State managers are less enthusiastic. Cotten said on Sept. 23 that he fears federal management would be redundant and could potentially backfire.
“I understand the interest on part of the plaintiffs in trying to improve their situation, but I was never convinced that even if they won it would improve their situation,” he said. “What we don’t want to have happen, is a situation could come up where you would have to close those waters, and the very people asking for this decision would be impacted the worst by it.”
The lawsuit responded to a 2011 decision by the North Pacific council, one of eight councils established by the Magnuson-Stevens Act in 1976 to oversee federal fisheries between three and 200 miles off the U.S. shore.
The act, or MSA, contains 10 guidelines called the National Standards. All federal FMPs must meet the National Standards that require fisheries managers to consider optimum yield, best available science, equitable allocations and community health among other factors.
Historically, the federal government has ceded salmon management to the Alaska Department of Fish and Game since 1979, not long after the MSA was passed in 1976.
At the time the council passed Amendment 12, the council had not even reviewed the federal salmon FMP since 1990.
When the MSA was reauthorized in 2006, it required every federal FMP to be updated by 2012, leading to the council’s decision to officially hand over control to the state for the three fisheries, while keeping the Southeast troll fishery under federal management because of the Pacific Salmon Treaty with Canada.
NMFS and the council heard widespread frustration with state salmon management in Cook Inlet from both drift and setnet fishermen and a desire for a federal FMP subscribing to the National Standards. State management, some said, is lacking.
“The current Board of Fish is … dysfunctional, unprofessional, unqualified, and wrought with special interest influence,” said Paul Shadura, executive director of the Kenai Peninsula Fishermen’s Association, in 2011.
Dave Martin testified that the state’s management directly contradicts the National Standards. FMPs require annual catch limits and accountability measures to prevent overfishing, while Alaska manages to a sustainable escapement goal that commercial fishermen said robs them of harvesting opportunity.
“Management plans restrict us out of the (Exclusive Economic Zone) and forego real-time abundance-based management because of mandatory time and area restrictions,” said Martin to the council. “These plans result in loss of harvestable surplus of 33 percent for sockeye, 98 for pinks, 96 percent for chums and 40 percent for coho.
“This results in gross overescapement, reduces future returns and economic loss. This is far from Magnuson compliance.”
The council went ahead with the move and approved it unanimously.
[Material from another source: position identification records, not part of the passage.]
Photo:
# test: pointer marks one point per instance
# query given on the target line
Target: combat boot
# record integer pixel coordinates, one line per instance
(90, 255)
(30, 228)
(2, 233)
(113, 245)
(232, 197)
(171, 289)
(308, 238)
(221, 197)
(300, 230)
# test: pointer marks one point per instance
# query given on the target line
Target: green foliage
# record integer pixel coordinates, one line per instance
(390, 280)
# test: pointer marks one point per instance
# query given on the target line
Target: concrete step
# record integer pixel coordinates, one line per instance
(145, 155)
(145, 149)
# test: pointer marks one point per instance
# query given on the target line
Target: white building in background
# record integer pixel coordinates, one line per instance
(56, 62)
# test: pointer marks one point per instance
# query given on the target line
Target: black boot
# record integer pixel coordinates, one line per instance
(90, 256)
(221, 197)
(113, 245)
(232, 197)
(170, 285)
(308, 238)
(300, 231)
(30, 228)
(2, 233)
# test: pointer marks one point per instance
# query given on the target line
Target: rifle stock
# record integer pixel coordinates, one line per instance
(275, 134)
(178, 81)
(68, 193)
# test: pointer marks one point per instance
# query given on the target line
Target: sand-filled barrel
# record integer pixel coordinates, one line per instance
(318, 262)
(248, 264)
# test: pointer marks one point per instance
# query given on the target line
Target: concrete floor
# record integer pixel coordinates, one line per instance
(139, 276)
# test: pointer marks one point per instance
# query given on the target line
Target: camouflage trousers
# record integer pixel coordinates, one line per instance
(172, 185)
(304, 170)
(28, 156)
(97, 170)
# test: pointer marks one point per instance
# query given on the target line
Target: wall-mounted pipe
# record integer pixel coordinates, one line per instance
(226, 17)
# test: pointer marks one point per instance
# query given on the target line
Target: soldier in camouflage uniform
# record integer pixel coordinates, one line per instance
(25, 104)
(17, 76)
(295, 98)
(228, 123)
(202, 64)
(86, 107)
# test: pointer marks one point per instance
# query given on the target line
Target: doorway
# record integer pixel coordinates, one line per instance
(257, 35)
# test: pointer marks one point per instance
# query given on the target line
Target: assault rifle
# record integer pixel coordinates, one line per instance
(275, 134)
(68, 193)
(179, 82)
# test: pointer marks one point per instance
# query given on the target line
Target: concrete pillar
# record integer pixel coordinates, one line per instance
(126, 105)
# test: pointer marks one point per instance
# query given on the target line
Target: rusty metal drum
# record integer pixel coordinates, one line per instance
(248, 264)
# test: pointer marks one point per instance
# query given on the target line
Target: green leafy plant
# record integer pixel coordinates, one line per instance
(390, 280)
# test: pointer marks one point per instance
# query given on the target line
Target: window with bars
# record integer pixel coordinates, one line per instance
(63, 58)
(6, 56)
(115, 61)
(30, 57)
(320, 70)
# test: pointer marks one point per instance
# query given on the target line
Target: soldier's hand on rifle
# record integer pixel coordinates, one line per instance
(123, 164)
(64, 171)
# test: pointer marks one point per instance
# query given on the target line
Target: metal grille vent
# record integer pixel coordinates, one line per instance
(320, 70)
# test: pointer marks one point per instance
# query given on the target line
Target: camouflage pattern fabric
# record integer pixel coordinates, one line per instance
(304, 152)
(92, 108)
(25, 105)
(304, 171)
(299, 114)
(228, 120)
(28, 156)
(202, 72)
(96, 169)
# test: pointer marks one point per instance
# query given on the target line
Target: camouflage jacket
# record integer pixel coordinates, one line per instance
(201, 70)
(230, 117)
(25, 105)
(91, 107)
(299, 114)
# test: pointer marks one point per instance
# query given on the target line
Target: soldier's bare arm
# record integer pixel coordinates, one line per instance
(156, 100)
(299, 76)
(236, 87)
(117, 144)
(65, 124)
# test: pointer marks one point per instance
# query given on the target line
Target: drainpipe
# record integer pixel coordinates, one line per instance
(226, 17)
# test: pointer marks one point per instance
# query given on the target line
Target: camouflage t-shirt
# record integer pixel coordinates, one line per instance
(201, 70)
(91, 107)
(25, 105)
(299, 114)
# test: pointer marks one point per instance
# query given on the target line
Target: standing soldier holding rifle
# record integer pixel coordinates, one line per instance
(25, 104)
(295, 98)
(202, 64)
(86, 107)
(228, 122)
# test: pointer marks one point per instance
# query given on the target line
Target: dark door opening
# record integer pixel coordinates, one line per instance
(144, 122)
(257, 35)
“The State has managed the salmon fisheries since statehood in 1959, and the Council has relied on State management of the salmon fisheries in the EEZ since 1979,” stated the final rule published in the Federal Register. “State salmon management is consistent with the policies and standards of the Magnuson-Stevens Act. … The State actively manages Alaska salmon stocks in every region of the State through its use of escapement-based management. Escapement-based management takes into consideration the unique life history of Pacific salmon and escapement goals maintain spawning levels that provide for maximum surplus production. The State has the expertise and infrastructure to manage Alaska salmon as a unit in consideration of all fishery removals and to meet escapement goals.”
Alaska’s history of salmon management, the council believed, set it up to run the fishery without the feds. However, the 9th Circuit disagreed and said the council could not get out of having an FMP that meets the National Standards simply by declaring that it does.
“The panel held that the National Marine Fisheries Service cannot exempt a fishery under its authority that required conservation and management from an FMP because the agency is content with state management,” the decision states. “The (Magnuson-Stevens Act) requires a regional fishery management council to create an FMP for each fishery under its authority that requires conservation and management.”